Manufacturers must include a PPI for each package that it intends will be distributed to the patient, and in turn, pharmacists must include a PPI with each container dispensed regardless of whether it is initially dispensed or a refill. Failure to do so is misbranding. PPI regulations apply not only to community pharmacies but also in a modified form to institutions. An institution may provide the PPI to the inpatient the same as to an ambulatory patient, or it may provide the PPI before the administration of the first dose and then once every 30 days thereafter. In Schlieter v. Carlos, Nos. 87-0955 SC, 11592 SC (D.N.M. Aug. 1989), an inpatient contended that the hospital was negligent in not providing her with a PPI when she was given estrogen (Premarin). The defendant hospital argued that it had a right to rely on the treating physician to provide the PPI if the physician so wished. The court disagreed, establishing that an institution cannot delegate its responsibility for providing a PPI to the prescribing physician. The court concluded that the intent of the regulation is that patients, not physicians, must be given the information.

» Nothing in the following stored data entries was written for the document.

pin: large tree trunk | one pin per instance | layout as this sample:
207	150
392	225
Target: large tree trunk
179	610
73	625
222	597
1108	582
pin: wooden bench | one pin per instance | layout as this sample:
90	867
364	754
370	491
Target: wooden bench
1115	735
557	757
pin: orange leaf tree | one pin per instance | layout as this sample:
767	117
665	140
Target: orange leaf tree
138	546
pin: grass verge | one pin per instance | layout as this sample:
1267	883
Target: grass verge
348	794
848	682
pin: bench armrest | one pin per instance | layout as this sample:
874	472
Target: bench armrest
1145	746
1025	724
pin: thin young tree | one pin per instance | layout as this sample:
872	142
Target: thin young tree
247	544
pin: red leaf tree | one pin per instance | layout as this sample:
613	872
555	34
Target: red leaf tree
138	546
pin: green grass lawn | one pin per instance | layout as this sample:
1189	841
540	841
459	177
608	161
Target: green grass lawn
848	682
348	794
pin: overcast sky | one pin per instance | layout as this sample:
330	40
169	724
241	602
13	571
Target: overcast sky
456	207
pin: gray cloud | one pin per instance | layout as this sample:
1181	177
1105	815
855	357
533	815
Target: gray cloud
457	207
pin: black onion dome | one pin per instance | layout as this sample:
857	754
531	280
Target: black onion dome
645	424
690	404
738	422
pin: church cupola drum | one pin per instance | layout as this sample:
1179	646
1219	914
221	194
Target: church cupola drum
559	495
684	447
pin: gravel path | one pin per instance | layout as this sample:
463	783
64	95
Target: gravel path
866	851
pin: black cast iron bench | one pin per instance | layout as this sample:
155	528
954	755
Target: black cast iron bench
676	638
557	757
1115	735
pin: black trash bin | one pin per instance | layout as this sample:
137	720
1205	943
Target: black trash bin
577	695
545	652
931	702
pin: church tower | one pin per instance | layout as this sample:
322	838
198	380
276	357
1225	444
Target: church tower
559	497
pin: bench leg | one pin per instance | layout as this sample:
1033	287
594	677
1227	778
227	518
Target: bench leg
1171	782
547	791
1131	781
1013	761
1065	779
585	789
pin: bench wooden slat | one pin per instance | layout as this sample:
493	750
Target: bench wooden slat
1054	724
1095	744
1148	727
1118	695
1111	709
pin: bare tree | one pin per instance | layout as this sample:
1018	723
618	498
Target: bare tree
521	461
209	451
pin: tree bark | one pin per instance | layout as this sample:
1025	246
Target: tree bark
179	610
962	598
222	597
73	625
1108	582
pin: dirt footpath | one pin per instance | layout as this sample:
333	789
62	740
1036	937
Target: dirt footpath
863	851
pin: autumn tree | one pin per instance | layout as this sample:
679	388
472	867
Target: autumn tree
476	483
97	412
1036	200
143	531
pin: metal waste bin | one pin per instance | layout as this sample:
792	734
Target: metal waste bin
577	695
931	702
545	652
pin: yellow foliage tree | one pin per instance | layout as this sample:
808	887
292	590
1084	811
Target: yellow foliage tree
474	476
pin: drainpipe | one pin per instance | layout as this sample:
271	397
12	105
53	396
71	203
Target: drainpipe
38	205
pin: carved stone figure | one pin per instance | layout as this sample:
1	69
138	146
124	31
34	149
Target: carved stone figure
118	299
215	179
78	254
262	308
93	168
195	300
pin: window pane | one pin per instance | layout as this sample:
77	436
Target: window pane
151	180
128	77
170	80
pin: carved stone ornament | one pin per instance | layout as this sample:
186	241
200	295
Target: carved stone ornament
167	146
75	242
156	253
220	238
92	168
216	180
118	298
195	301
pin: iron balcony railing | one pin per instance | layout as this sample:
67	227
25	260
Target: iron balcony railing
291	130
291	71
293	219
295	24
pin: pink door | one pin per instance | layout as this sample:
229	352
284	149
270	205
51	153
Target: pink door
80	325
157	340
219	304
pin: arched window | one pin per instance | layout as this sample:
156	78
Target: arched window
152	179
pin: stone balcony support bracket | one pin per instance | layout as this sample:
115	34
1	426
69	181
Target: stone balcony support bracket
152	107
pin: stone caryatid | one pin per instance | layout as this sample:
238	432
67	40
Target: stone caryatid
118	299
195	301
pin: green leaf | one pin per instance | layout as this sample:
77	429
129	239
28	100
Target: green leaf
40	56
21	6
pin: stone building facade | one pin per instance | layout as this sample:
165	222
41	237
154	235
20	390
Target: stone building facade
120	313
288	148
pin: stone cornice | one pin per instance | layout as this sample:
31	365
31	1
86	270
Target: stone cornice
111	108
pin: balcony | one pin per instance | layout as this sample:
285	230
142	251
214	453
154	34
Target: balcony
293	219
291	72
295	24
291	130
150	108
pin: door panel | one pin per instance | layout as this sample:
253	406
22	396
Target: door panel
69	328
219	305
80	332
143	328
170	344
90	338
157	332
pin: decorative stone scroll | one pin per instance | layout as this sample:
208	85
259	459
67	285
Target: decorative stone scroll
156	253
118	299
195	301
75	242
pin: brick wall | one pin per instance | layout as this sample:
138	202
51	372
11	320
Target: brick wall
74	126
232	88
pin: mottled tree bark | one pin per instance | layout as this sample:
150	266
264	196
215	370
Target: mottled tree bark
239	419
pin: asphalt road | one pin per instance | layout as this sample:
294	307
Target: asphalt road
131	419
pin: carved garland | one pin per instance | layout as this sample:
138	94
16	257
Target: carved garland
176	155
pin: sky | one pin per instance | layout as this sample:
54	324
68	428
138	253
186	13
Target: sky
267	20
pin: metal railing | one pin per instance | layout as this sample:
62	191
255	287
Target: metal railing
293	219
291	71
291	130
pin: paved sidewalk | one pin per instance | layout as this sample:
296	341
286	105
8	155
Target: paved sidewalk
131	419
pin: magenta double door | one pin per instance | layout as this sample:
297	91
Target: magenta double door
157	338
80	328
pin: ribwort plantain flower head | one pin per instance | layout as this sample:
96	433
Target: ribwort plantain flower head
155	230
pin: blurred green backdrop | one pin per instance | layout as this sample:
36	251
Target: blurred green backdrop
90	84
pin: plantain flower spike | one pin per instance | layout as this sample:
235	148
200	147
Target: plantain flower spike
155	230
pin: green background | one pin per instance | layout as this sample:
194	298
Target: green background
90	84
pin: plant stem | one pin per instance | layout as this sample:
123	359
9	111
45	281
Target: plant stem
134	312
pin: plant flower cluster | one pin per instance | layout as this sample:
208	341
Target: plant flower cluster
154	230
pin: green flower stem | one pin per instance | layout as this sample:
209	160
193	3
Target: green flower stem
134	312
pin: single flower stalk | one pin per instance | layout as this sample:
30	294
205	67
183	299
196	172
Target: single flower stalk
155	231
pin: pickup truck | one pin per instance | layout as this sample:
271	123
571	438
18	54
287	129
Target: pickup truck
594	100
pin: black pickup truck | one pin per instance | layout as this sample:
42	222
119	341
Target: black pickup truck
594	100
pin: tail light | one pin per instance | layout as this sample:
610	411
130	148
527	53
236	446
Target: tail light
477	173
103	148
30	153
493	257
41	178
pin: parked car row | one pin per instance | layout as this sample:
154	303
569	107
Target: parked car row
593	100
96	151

Firmly believing in the importance of written drug information for patients, in 1980, the FDA enacted regulations requiring PPIs for all prescription drugs (45 Fed. Reg. 60754, Sept. 12, 1980). The proposal received strong opposition, however, from physician and pharmacy organizations on the grounds that the program would be unduly expensive and burdensome for providers and would not achieve the patient outcomes desired. Many of these organizations then proposed alternative means of providing information to the patient, causing the FDA to agree that private sector initiatives were preferable to a government-mandated program and to revoke the regulations (47 Fed. Reg. 39147, Sept. 7, 1982).